Иван оборвал Селивёрстову, увидев, как отец перевесился через перила:
– Мне пора! – отбросил телефон, ринулся на балкон.
– Я конфету выронил, – объяснил отец перепуганному сыну. – Твоя мама знала, как я люблю ириски и всегда парочку совала мне в карман халата.
Иван с трудом выдохнул. Обнял отца.
– Не делай так больше, ладно? Чёрт, я же испугался!
– Пугаешься, значит, живёшь. А я уже ничего не боюсь, Ваня. Даже смерти.
***
Селивёрстова была расстроена. Сначала зависла в пробке, потом друг отказался приехать. Ещё и снег усиливался.
Когда Александра расстраивалась, покупала сладкое.
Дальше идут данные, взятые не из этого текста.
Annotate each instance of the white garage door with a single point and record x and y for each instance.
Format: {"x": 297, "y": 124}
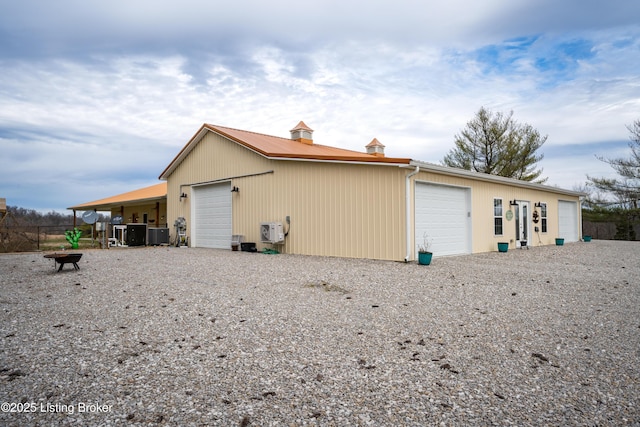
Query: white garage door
{"x": 443, "y": 213}
{"x": 568, "y": 221}
{"x": 212, "y": 216}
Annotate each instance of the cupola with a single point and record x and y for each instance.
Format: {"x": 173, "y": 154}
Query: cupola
{"x": 302, "y": 133}
{"x": 376, "y": 148}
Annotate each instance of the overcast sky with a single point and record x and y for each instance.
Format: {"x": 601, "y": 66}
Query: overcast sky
{"x": 96, "y": 98}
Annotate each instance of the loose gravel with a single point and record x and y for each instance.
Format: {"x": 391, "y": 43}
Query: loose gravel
{"x": 194, "y": 337}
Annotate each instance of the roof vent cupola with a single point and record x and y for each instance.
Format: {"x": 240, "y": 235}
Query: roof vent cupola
{"x": 302, "y": 133}
{"x": 376, "y": 148}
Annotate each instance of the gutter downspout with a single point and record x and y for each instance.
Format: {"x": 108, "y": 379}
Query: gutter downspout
{"x": 407, "y": 196}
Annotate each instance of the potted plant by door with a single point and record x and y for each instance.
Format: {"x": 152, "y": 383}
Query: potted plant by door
{"x": 424, "y": 255}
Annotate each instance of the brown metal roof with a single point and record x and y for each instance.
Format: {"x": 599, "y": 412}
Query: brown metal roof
{"x": 157, "y": 192}
{"x": 279, "y": 148}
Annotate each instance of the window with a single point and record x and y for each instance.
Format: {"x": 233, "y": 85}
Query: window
{"x": 543, "y": 217}
{"x": 497, "y": 217}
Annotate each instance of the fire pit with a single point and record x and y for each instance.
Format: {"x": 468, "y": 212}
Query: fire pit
{"x": 63, "y": 259}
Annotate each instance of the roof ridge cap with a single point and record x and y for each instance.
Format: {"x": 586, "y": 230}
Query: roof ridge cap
{"x": 248, "y": 131}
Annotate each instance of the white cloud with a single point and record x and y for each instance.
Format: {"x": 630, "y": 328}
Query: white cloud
{"x": 94, "y": 81}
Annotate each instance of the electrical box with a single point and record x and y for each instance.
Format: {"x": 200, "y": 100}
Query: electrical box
{"x": 271, "y": 232}
{"x": 136, "y": 234}
{"x": 158, "y": 236}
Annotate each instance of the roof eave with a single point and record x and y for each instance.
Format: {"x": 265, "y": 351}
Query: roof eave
{"x": 463, "y": 173}
{"x": 109, "y": 205}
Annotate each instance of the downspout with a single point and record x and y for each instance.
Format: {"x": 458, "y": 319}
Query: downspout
{"x": 407, "y": 195}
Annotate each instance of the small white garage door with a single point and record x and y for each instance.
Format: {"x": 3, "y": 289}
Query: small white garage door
{"x": 443, "y": 213}
{"x": 568, "y": 221}
{"x": 212, "y": 216}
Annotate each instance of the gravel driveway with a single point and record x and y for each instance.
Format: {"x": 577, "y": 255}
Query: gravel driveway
{"x": 180, "y": 336}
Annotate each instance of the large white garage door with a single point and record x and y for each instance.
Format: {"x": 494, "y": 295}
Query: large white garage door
{"x": 568, "y": 221}
{"x": 443, "y": 213}
{"x": 212, "y": 216}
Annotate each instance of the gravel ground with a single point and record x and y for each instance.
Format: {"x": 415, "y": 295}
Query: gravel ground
{"x": 180, "y": 336}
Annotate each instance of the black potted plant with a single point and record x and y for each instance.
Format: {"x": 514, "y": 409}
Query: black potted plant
{"x": 424, "y": 255}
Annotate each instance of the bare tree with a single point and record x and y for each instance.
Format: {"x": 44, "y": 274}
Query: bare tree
{"x": 625, "y": 189}
{"x": 496, "y": 144}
Она вышла на остановку раньше, зашла в магазин и набрала сразу понемногу всего.
«Про запас», – так объяснила свои траты совести и истончающемуся кошельку. Дел после случая с «Шифровальщиком» поубавилось. (Читайте «Полярные чувства») Соответственно и средств к существованию тоже. Но детектив не отчаивалась. И, если раньше выбирала дела себе по вкусу, то сейчас бралась за самые ординарные. Да только и их за последний месяц было не так много.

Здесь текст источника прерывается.